At some stage, we all face crises of varying kinds. Even when the circumstances that have caused the crisis are out of your control, the actions you take can make a significant difference in how well you survive.

Crises are becoming more frequent. In the past decade, the number of headlines featuring a Top 100 US company and the word ‘crisis’ is up 80 per cent on the decade before that.

Whether the crisis is public or private, immediate or unfolding over months, there are strategies that will help you find your best options to deal with the situation. They will help you tap into your own resilience and strengthen your ability to deal with adversity.

Deep in crisis mode, it’s easy to feel overwhelmed. It’s common to feel you have no options and no time. You actually have more of both than you realise. It’s just a matter of knowing how to create time and free up your mind. The QF32 crisis isn’t something I would have chosen to experience. I’d have been perfectly happy with a smooth, steady, predictable flight that day. But even so, I was sure that by calling upon decades of experience and the support of my teams on the aircraft and the teams supporting us on the ground, I would be able to come up with potential solutions. They mightn’t all work. Maybe none of them would, but I’d keep on trying things and never give up.

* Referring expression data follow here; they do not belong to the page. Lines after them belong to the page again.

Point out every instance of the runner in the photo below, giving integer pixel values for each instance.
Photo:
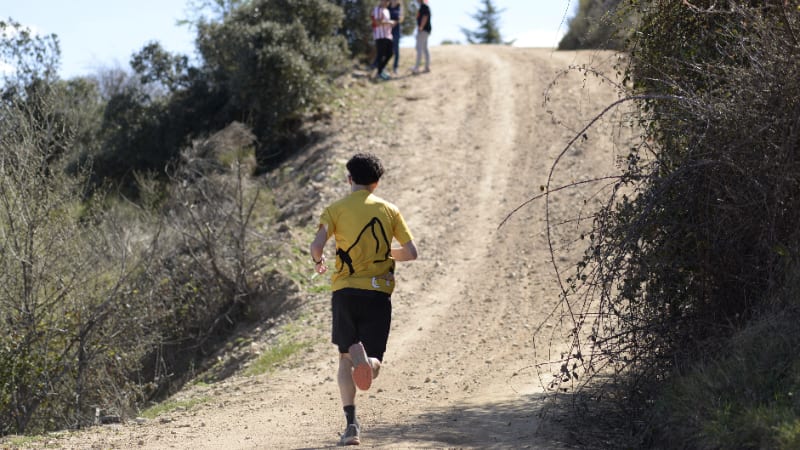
(363, 226)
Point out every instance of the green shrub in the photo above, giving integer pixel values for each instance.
(744, 396)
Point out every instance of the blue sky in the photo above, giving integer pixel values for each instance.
(98, 34)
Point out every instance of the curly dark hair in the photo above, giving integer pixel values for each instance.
(365, 168)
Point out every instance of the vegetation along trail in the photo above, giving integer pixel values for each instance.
(464, 145)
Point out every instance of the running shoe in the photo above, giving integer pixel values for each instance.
(362, 369)
(350, 436)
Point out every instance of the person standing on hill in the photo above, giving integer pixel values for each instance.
(423, 32)
(363, 226)
(396, 15)
(382, 33)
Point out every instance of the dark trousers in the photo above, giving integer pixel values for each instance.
(384, 47)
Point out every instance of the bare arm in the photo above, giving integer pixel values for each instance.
(408, 252)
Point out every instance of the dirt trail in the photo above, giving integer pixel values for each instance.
(463, 145)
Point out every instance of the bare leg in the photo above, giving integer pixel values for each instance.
(376, 367)
(347, 389)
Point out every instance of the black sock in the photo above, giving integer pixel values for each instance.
(350, 414)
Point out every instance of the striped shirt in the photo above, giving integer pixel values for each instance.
(381, 30)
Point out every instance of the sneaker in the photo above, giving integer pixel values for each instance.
(350, 436)
(362, 368)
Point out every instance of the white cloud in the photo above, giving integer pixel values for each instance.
(538, 38)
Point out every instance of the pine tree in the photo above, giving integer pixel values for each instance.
(488, 32)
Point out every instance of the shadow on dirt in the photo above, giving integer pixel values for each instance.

You can’t control what life throws at you, but you can control how you respond. Millions of people around the world deal with crises every day. They might not be in the cockpit of an A380 but they are dealing with something that is pushing them to their limits, and finding a way through. Prepared and resilient, you can too.

Surviving a Crisis: Checklist

  • You have more time than you think:
    Create time if possible. Resist the panic response. Breathe, keep calm and free up mental space.

  • Accept your reality:
    Don’t waste energy pretending the crisis isn’t happening. Accept your reality, look ahead and fight the enemy in front.

  • Manage threats:
    Even as a crisis is still unfolding, stop it getting worse by identifying threats and then avoiding, addressing or mitigating them.

  • Invert the logic:
    If you’re overwhelmed by what’s going wrong, turn the problem on its head. Go simple, be creative and work with what you have, not what you’ve lost.

  • Don’t freeze looking for perfection:
    There is no ‘perfect’ plan. It’s true you shouldn’t leap in blindly, but nor should you stand back until it’s too late.

  • Communicate:
    You can never communicate enough. When you think you’ve communicated enough, double it. If you’re leading, deliver a NITS brief.

    • N – state the nature of the problem
      I – state your intentions for dealing with it
      T – estimate the time it will take
      S – clearly explain any special requirements.

  • Imagine the unimaginable:
    Preparing for ‘the unimaginable’ won’t stop it happening, but it will greatly increase your chances of surviving it.

  • Remember you’re not the only one affected:
    Spare time for those who care for you; they’re going through it too.